Summer disconnect: To rejuvenate, go offline while vacationing
During vacation, leave work at the office. Although even a short break can be rejuvenating, significant de-stressing may take several days “just to get ourselves used to the idea of relaxing,” says a professor of psychiatry at UT Southwestern Medical Center.
Being “on-call” via phone and email during times set aside to get away from work and from your normal everyday schedule is being on edge, which can detract from allowing your mind to have a break in order to de-stress and recharge, says Dr. Munro Cullum, a neuropsychologist.

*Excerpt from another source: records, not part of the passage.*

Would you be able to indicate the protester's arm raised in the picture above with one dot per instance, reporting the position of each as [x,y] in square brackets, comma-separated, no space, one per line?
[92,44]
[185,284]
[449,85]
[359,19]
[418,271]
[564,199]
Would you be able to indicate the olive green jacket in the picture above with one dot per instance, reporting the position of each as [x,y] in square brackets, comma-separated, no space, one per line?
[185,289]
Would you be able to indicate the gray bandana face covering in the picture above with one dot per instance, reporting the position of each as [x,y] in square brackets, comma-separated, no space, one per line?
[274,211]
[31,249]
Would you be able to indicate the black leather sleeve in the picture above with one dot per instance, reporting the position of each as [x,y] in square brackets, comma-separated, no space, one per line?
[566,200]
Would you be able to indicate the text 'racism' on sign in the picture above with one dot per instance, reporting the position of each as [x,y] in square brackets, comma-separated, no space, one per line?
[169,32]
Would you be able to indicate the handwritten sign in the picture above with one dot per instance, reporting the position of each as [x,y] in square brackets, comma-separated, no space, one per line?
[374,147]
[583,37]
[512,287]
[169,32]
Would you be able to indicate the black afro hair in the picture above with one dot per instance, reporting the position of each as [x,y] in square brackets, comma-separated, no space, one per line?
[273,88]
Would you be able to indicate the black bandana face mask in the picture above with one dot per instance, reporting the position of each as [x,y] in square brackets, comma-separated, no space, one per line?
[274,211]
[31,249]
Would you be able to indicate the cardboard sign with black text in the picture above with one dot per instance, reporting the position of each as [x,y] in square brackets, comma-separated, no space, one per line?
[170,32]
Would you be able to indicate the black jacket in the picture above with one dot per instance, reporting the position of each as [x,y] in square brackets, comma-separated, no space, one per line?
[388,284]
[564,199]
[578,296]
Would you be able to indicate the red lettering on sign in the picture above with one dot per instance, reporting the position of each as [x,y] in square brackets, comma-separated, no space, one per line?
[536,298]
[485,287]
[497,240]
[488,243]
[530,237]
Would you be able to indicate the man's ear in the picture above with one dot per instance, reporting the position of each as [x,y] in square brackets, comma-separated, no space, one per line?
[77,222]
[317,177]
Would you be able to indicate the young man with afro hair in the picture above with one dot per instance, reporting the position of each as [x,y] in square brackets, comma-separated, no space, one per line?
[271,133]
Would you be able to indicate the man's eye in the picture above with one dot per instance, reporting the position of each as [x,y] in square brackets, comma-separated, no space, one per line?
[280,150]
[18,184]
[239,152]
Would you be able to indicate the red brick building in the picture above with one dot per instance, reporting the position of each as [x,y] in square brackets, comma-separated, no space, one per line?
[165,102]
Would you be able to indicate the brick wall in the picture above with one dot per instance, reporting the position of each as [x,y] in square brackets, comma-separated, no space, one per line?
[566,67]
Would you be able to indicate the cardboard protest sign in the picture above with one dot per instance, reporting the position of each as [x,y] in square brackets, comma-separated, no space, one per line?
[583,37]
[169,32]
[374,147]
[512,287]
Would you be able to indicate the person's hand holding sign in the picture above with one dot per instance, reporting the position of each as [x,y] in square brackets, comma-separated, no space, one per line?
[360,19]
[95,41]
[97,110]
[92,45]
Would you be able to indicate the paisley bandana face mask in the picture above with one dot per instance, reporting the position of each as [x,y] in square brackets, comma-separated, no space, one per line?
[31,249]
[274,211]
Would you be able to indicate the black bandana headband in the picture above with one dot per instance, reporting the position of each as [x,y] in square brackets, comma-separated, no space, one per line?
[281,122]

“Getting away for a vacation allows us time to simply play and leave the ‘baggage’ behind,” he says. “More and more we are flooded with information in ever-increasing quantities, with more ‘to-do’ lists, more to keep in mind and more things to remember – such as passwords, computer procedures, day planners, appointments, cellphones, email – not to mention the everyday demands of life in today’s busy society. These things add up to stress.”
Dr. Cullum adds that this informational demand may be compounded by economic or personal worries. “We hear so much negative news these days that we can get caught up in negative thought patterns, which may contribute to our own anxieties and concerns about the future.”
Some level of stress can help us keep going and hasten projects and accomplishments. If stress becomes too much, however, it also can result in negative physiological reactions that can lead to illness. Exercise, a healthful diet and adequate sleep are important, of course, but “we also need some down time, to allow our brains to work ‘offline,’” Dr. Cullum says.